Igreja Matriz durante do Te Deum. Acervo pessoal.
Igreja Matriz durante do Te Deum. Acervo pessoal.

Findo o Te Deum, as autoridades voltaram à Câmara, aonde Rui Costa foi discursar. Havia caixas de som na Praça da Aclamação reproduzindo o seu discurso, mas ninguém foi atraído até a praça. Pela movimentação policial, soubemos que ele iria inaugurar o ancoradouro. Não vimos isso acontecer, pois fomos a um distrito rural almoçar perto das ruínas do Convento de São Francisco. No distrito tudo parecia normal.

Na volta, foi difícil chegar à minha casa. A cidade estava entupida de carros e gente. O carro foi estacionado longe e no caminho cruzamos com a parada, bem na hora em que o Caboclo passava carregado. Seguiram-se as filarmônicas da cidade (há duas do século XIX), a banda do Exército (há um Tiro de Guerra na cidade) e estudantes, que arrancaram aplausos da multidão. Eu sei que esses estudantes passaram meses ensaiando, pois treinavam pela cidade, inclusive dando a volta no meu quarteirão com suas batucadas e cornetas (era mais um fenômeno inexplicado ao qual eu já tinha me acostumado).

Na frente da Igreja, colocaram-se estes dizeres comemorativos. Ao lado há outra placa no mesmo formato, resgistrando o Te Deum de 25 de junho de 1922. Acervo pessoal.
Na frente da Igreja, colocaram-se estes dizeres comemorativos. Ao lado há outra placa no mesmo formato, resgistrando o Te Deum de 25 de junho de 1922. Acervo pessoal.

É isto: o Bicentenário foi festejado e lembrado por uma cidade interiorana, a despeito do desinteresse do governo federal.

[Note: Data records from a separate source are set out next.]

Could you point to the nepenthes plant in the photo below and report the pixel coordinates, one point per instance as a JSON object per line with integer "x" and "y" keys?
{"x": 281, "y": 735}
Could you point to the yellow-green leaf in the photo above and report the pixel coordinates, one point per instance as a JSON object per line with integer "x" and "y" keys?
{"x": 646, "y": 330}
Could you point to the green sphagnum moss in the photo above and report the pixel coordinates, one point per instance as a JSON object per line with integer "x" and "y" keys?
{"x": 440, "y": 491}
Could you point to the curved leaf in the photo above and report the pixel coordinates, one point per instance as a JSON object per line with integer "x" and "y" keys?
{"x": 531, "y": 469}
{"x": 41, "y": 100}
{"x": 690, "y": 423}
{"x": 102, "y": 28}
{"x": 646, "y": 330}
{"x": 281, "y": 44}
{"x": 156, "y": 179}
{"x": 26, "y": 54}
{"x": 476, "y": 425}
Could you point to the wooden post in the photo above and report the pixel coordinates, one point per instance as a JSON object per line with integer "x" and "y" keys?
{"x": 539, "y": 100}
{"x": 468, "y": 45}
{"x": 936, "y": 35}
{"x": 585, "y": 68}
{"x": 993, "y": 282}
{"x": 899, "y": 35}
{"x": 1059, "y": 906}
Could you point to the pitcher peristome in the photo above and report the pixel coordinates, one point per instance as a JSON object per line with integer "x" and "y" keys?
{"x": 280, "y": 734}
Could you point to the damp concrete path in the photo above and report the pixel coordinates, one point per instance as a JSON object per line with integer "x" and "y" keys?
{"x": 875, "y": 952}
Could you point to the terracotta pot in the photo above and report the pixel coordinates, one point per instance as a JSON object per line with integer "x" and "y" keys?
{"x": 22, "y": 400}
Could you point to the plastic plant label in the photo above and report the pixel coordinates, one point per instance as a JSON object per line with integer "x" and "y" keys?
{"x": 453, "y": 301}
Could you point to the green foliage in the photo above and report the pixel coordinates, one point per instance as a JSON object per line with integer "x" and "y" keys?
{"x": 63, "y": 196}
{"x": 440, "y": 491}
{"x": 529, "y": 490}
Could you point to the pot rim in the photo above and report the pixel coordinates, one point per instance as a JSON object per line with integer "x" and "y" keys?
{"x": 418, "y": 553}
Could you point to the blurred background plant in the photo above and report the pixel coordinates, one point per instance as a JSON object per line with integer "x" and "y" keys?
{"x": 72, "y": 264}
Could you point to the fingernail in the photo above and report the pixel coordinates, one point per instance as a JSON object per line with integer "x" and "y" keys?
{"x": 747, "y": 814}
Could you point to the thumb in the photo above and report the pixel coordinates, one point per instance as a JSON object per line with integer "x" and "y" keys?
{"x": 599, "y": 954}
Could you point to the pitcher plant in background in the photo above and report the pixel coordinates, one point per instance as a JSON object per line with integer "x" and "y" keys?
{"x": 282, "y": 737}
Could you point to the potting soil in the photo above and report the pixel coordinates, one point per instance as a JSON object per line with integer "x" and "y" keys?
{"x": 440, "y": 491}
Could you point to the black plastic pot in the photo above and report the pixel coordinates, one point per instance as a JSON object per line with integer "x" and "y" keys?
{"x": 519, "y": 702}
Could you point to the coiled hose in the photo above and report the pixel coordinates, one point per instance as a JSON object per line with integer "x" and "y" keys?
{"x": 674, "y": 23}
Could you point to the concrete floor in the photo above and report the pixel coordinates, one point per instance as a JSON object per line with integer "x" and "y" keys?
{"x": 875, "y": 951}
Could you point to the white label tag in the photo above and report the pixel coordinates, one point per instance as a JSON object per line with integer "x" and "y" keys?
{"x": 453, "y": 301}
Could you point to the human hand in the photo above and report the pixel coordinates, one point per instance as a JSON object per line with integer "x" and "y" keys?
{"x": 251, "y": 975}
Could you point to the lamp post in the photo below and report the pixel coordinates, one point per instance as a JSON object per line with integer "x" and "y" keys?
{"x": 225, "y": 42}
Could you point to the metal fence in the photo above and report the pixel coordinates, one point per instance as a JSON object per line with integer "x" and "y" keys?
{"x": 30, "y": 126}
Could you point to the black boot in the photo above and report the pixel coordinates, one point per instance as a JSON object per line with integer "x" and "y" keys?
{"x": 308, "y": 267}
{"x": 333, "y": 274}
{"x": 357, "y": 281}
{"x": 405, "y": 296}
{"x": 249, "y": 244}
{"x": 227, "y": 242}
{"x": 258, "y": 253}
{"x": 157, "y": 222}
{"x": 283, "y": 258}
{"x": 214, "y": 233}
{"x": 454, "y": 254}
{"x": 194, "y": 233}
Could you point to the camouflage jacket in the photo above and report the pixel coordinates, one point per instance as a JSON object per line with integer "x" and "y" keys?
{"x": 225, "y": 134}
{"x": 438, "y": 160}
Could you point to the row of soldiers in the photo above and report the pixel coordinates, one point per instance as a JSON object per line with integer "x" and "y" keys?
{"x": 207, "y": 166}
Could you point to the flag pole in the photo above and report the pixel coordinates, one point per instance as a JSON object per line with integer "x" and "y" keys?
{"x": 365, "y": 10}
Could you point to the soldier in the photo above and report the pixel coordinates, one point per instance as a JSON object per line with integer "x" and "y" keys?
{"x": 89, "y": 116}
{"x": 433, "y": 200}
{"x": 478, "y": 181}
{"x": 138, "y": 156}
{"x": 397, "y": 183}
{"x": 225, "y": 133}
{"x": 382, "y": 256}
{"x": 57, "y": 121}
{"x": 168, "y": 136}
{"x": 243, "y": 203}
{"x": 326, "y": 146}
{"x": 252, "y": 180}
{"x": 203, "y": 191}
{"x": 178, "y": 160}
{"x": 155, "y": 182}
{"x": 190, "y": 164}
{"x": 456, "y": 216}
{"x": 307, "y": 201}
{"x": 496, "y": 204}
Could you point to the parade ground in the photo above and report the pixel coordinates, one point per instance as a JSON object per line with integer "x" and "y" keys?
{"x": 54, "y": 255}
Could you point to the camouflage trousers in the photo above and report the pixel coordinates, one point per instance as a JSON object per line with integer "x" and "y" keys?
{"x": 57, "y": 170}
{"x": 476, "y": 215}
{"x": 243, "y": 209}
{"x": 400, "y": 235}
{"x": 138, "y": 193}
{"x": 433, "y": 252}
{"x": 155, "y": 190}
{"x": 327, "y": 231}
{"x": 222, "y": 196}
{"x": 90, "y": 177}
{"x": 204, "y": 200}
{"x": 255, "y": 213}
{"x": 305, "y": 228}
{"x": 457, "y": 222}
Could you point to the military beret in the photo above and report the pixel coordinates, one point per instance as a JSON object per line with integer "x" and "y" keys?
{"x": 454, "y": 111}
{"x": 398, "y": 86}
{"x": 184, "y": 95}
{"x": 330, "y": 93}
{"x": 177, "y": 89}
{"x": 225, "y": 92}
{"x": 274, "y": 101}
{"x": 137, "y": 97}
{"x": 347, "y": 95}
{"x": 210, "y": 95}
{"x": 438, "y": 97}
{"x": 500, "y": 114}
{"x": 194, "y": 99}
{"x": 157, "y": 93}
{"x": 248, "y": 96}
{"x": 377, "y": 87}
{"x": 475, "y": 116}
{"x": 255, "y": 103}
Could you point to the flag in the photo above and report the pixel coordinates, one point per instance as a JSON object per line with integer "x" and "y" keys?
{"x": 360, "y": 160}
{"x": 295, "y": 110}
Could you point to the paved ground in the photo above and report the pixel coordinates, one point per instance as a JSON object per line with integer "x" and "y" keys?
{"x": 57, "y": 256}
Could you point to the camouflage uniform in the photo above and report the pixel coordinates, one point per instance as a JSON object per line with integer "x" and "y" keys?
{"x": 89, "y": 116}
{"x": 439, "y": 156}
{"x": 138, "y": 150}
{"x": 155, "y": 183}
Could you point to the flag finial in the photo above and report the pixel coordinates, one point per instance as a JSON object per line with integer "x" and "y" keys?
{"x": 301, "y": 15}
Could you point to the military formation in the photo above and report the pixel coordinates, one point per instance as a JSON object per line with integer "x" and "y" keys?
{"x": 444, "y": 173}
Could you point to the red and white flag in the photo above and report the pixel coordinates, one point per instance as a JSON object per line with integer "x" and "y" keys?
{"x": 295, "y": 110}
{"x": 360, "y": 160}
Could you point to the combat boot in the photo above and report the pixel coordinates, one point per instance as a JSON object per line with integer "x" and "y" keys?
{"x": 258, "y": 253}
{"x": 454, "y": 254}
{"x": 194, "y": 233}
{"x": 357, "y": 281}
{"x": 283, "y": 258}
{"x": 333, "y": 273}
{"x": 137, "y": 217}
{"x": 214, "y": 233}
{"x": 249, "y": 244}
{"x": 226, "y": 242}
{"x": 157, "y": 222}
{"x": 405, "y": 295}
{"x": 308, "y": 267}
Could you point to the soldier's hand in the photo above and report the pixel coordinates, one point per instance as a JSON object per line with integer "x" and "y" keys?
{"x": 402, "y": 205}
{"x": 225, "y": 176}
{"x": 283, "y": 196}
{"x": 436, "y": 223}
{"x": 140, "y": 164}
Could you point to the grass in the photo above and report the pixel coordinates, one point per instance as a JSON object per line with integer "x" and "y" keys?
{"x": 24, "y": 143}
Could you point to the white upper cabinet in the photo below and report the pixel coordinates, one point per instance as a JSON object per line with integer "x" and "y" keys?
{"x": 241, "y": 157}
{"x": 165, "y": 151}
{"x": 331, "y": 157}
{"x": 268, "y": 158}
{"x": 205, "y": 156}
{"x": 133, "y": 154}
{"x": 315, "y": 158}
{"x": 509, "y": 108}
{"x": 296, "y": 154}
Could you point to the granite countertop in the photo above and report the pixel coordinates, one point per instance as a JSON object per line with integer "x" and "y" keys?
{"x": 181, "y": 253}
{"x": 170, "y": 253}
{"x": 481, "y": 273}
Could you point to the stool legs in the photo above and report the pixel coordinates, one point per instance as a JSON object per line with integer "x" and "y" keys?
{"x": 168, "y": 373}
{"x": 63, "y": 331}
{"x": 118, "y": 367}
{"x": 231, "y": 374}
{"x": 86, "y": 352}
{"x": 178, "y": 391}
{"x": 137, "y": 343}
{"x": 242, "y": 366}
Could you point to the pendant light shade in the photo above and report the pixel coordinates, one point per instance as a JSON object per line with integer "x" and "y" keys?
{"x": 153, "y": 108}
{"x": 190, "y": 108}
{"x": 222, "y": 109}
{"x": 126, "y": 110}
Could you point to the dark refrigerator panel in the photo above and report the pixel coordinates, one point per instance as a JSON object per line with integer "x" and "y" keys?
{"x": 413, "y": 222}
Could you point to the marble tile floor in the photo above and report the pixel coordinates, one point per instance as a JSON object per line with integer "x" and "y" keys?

O São João foi dito São João do Bicentenário; o Bicentenário foi disputado a tapa pelo Executivo e pelo Legislativo municipais, com seminários concorrentes; o Exército nos prestigiou e até o governador – que tinha passado anos sem vir, apesar de Cachoeira ser capital da Bahia durante o dia 25 de junho – deu as caras.

Demos a sorte de ter um governo federal patriótico no ano do Bicentenário. Mas este nos faltou, porque a Cultura ficou na mão de dois tuiteiros ignorantes, que acham que o Iphan está em conluio com a ONU para roubar a Amazônia e por isso esconde a Civilização de Ratanabá, revelada pelo ET Bilu. O lado bom é que o Brasil tem uma cidade que independe de comando federal para manter acesos os sentimentos patrióticos da memória nacional.